Finanzielle Entwicklung und Bewertung
Die Aktie von Bloom Energy (NYSE: BE) hat in den letzten 12 Monaten einen Anstieg von über 550 % verzeichnet. Mit Stand vom 16. Januar 2026 lag der Kurs bei rund 149,5 US-Dollar und zeigte seit Jahresbeginn 2026 ein Plus von etwa 72 %. Die Marktkapitalisierung des Unternehmens beträgt rund 32 Milliarden US-Dollar.
Im dritten Quartal 2025 zeigte Bloom Energy gemischte, aber vielversprechende Finanzergebnisse:
- Umsatz: Die Quartalsumsätze beliefen sich auf etwa 519,05 Millionen US-Dollar, was einem Umsatzwachstum von 57 % gegenüber dem Vorjahr entspricht. Der Gesamtumsatz wird mit bis zu 1,47 Milliarden US-Dollar angegeben.
- **Bereinigter EPS-Verlust:** Ein Verlust von 0,01 US-Dollar pro Aktie, was eine positive Überraschung von 67 % gegenüber dem erwarteten Verlust von 0,03 US-Dollar darstellt.
- Nettoergebnis: Ein Verlust von etwa 23,09 Millionen US-Dollar, der sich jedoch um 46 % gegenüber dem Vorquartal verbesserte.
- **Bruttogewinn:** 151,67 Millionen US-Dollar.
- **Operativer Cashflow:** Negativ mit etwa 304,12 Millionen US-Dollar, aber mit einer sequenziellen Verbesserung von 6 %.
- Verschuldungsgrad: Ein günstiges Verhältnis von 0,2.
- Kreditfazilität: Eine gesicherte Kreditfazilität von 600 Millionen US-Dollar mit Wells Fargo stärkt die strategische Finanzposition.
Trotz der positiven Entwicklungen ist Bloom Energy noch nicht cashflow-positiv, die Richtung der Entwicklung wird jedoch als konstruktiv bewertet.
Analystenmeinungen und Ausblick
Angesichts des rasanten Kursanstiegs stellt sich die Frage nach dem weiteren Wachstumspotenzial. Die Aktie wird mit einem Forward-Kurs-Gewinn-Verhältnis (KGV) von 282,2 und einem Kurs-Umsatz-Verhältnis (KUV) von 17,4 gehandelt, was deutlich über den Medianwerten des Sektors liegt. Dies deutet darauf hin, dass der Markt bereit ist, einen hohen Preis für die Wachstumsaussichten von Bloom Energy zu zahlen.
Laut einer Einschätzung der Quelle ist die Aktie überbewertet, und ein Wachstum im Jahr 2026 wird voraussichtlich moderat ausfallen. Analysten haben unterschiedliche Einschätzungen:
- **Evercore ISI:** Behält ein "Outperform"-Rating bei und setzt ein Kursziel von 152 US-Dollar.
- Clear Street: Erhöhte das Kursziel von 58 US-Dollar auf 68 US-Dollar, unter Verweis auf potenzielle Umsatzsteigerungen durch die Rahmenvereinbarung.

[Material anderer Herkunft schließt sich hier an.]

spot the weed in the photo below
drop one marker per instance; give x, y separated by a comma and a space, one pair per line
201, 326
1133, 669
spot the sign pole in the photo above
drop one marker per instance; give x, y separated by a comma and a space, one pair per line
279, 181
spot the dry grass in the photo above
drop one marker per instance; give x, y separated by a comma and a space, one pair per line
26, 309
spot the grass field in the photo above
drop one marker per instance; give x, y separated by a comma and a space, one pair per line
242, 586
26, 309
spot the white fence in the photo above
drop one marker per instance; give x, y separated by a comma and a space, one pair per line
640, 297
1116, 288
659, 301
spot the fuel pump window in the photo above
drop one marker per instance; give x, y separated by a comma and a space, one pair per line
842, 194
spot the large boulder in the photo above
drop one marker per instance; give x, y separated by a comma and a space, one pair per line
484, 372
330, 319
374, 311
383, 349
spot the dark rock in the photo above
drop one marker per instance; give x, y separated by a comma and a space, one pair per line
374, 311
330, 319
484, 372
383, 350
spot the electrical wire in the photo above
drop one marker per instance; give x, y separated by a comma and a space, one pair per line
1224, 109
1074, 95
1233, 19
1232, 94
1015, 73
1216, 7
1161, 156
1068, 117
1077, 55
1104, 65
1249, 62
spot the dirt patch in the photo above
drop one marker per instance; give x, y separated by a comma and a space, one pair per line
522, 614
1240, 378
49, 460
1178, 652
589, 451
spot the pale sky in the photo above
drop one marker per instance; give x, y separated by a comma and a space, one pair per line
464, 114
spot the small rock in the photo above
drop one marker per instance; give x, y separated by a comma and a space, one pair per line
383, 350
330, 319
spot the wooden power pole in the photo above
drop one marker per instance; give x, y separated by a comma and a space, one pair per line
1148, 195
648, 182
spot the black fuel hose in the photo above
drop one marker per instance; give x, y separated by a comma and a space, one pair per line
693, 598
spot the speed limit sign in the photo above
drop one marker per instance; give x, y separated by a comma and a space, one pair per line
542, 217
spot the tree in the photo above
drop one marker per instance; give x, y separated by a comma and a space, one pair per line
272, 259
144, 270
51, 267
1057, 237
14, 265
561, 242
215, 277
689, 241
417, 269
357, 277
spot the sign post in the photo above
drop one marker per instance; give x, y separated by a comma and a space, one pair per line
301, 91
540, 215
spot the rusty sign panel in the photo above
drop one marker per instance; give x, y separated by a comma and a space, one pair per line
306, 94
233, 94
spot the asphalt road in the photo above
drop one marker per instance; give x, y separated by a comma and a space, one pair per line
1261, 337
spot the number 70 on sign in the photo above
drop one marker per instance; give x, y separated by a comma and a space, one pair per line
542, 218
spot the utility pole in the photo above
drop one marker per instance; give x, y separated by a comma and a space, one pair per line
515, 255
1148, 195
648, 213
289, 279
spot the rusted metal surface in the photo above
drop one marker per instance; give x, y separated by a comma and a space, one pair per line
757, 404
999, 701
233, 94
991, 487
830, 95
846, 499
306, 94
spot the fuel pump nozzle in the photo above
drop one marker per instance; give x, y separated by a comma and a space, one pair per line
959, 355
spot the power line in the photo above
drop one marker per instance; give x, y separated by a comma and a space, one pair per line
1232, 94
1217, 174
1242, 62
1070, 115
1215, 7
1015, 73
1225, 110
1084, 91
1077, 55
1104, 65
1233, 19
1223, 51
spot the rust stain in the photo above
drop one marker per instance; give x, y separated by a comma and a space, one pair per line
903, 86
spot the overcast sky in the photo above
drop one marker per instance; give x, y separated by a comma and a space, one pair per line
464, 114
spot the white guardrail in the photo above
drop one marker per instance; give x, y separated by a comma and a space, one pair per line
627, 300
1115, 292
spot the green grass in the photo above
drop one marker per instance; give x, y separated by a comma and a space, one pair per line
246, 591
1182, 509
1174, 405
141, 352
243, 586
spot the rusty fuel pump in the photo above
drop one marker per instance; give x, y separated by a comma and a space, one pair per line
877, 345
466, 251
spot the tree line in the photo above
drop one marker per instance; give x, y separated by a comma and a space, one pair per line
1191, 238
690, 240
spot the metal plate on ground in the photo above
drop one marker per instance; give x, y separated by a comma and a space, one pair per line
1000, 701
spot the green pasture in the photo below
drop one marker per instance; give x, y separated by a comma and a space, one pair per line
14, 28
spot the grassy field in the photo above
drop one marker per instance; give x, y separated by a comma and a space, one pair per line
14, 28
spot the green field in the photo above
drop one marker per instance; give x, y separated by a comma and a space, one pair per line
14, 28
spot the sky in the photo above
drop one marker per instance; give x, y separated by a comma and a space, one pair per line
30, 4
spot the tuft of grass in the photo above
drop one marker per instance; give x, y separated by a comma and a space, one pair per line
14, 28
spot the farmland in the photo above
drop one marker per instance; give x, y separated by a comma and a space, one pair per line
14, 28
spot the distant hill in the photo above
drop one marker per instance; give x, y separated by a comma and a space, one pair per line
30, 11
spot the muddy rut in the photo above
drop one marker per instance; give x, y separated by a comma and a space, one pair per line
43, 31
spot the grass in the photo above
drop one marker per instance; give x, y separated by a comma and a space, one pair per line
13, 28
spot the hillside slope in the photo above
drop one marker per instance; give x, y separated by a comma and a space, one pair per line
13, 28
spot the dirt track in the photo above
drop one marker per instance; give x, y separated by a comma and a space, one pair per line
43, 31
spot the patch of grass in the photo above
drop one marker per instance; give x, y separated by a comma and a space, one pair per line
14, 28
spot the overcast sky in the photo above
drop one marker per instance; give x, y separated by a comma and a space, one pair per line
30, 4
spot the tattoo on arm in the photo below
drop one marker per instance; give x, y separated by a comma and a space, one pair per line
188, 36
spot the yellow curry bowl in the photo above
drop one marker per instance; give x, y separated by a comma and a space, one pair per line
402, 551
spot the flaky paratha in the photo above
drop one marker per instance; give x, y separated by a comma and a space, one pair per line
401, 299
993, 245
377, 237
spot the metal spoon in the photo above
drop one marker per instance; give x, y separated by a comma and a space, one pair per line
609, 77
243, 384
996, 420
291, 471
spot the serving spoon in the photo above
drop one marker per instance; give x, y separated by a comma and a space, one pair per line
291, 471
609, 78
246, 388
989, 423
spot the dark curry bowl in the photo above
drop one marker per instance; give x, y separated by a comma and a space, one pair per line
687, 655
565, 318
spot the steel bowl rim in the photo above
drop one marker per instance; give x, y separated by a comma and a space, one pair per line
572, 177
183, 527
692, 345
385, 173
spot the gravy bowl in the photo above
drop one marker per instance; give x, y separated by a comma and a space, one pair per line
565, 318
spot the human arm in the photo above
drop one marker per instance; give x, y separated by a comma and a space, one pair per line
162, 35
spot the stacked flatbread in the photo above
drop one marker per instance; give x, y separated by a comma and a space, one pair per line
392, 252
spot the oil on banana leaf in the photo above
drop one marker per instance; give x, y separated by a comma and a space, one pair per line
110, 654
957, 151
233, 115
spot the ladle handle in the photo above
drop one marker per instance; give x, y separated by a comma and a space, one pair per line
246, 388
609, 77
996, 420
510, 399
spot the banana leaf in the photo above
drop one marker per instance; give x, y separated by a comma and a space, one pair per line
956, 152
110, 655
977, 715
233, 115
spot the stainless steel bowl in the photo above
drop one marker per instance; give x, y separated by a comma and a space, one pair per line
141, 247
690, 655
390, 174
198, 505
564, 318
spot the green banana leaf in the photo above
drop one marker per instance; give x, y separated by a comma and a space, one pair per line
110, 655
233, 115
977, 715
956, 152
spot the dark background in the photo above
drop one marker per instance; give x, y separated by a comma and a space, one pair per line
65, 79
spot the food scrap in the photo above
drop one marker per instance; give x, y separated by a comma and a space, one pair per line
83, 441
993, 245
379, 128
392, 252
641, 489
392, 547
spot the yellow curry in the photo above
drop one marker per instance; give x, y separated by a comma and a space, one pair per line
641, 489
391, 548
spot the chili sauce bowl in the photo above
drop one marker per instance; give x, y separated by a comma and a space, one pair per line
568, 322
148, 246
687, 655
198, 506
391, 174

Diese Einschätzungen spiegeln die Spannung zwischen dem enormen Marktpotenzial und der bereits hohen Bewertung wider. Bloom Energy steht im Zentrum des Booms um KI-Datenzentren und bietet eine dringend benötigte Lösung für die Energieversorgung, muss jedoch weiterhin seine finanzielle Performance verbessern, um die hohen Erwartungen zu erfüllen.